The first one is always the toughest. I hit a pothole as I was pulling up to park and put a small piece of rash in the front passenger rim.


----------



## mattjt21 (Jul 12, 2013)

steveg241 said:


> On the plus side, I came up with a name. Aurelia Cruze, for a Champagne Silver Cruze. Honestly it looks gold to me and the name means golden so I think it fits.

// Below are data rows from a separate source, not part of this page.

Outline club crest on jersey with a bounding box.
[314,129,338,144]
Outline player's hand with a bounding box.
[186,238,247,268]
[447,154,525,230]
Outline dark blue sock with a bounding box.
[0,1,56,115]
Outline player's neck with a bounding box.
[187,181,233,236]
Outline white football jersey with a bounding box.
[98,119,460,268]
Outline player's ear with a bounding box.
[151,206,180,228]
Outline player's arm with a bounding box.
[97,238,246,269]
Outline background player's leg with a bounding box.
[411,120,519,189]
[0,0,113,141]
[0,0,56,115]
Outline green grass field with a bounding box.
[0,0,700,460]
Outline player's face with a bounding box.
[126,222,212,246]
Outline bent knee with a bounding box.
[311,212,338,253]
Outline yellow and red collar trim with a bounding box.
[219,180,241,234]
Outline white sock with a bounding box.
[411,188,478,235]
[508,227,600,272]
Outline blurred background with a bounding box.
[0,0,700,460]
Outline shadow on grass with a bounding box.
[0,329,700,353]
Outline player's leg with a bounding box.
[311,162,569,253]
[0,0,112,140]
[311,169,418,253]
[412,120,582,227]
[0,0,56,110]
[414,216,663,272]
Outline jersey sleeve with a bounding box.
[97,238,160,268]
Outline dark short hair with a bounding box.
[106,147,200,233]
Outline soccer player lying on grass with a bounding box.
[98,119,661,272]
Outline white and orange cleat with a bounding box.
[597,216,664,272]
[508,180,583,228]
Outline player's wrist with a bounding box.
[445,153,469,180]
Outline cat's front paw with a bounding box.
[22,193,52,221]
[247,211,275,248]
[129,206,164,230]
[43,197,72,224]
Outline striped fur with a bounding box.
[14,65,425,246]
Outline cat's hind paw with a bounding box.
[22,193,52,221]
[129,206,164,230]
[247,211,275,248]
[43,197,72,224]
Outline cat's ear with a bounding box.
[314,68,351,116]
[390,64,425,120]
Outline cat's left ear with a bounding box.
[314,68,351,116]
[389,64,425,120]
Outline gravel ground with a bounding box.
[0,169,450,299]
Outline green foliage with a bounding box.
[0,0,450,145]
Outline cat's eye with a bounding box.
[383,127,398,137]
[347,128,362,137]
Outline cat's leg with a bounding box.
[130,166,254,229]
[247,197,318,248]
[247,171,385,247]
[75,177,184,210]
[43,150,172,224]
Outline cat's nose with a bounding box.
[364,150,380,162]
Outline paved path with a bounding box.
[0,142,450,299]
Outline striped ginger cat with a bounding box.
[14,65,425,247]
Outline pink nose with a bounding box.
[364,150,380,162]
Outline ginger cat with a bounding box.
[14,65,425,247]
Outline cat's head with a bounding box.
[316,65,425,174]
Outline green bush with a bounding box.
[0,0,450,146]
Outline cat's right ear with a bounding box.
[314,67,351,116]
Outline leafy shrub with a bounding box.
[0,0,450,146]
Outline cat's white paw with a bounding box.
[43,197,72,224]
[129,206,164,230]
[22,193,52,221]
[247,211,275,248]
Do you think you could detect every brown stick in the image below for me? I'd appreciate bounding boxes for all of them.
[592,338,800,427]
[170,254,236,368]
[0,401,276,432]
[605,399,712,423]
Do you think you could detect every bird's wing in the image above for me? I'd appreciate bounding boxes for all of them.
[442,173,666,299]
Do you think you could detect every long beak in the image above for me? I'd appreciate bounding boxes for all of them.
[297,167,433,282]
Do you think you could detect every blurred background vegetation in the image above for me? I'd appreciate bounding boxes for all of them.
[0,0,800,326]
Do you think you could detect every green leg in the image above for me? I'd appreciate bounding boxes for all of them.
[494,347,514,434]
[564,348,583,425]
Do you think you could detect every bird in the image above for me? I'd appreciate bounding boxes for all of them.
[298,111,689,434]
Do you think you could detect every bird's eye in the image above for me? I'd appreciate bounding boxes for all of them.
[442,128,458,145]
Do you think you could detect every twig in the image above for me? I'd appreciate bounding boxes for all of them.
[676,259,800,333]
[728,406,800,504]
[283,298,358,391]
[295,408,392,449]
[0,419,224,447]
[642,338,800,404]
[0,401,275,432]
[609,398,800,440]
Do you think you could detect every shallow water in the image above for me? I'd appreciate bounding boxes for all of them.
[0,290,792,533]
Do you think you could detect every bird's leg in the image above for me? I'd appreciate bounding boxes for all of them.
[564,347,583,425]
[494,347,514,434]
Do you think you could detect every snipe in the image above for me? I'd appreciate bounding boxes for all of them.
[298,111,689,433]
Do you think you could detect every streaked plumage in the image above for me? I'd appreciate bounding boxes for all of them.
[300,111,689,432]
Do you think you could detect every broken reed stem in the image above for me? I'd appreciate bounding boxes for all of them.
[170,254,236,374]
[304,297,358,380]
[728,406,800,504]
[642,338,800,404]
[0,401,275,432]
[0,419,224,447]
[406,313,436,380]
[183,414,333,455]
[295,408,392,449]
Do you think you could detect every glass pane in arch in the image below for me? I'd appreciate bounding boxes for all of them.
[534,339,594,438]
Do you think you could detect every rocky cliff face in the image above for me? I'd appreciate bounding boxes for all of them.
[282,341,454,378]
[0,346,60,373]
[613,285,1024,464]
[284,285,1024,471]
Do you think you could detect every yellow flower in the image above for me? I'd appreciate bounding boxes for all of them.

Heh, our salesman when walking amonst the 50 cruzes they had on their lot referred to it as "No sale gold"


----------



## Starks8 (Jul 20, 2011)

Do you have the LTZ rims? Got any pics of the damage?


----------



## steveg241 (Jul 18, 2013)

I don't think they are LTZ rims. The diesel comes with 17" split 5 spoke wheels and I believe they are only available on this model. I believe they also have a 115mm bolt pattern instead of 105mm due to the larger disc brakes. I will take pics tomorrow and upload.


----------



## Rocky87 (Apr 28, 2013)

Sorry to hear about your rim, love the name though


----------



## ctheham (May 31, 2013)

Sorry to hear about the rim. That sucks! My Cruze is also champaign silver. I actually love the color because it looks different in different light. Sometimes grey, silver or gold. It really just depends. Also it is a pretty rare color around where I am, as opposed to the red or blue ones especially. They seem to be a dime a dozen. I used a clay bar on it and gave it a good coat of wax and it really shined up nicely!


----------



## steveg241 (Jul 18, 2013)

I agree about the color and love it as well. I've had friends already tell me it was grey, silver, gold, and tan. 

The longer drives start next week so I'm looking forward to it. Minimum 60 miles per day for work and I'll make out better that everyone else since we all get reimbursed the same amount for mileage and I'll be fueling up a whole lot less!


----------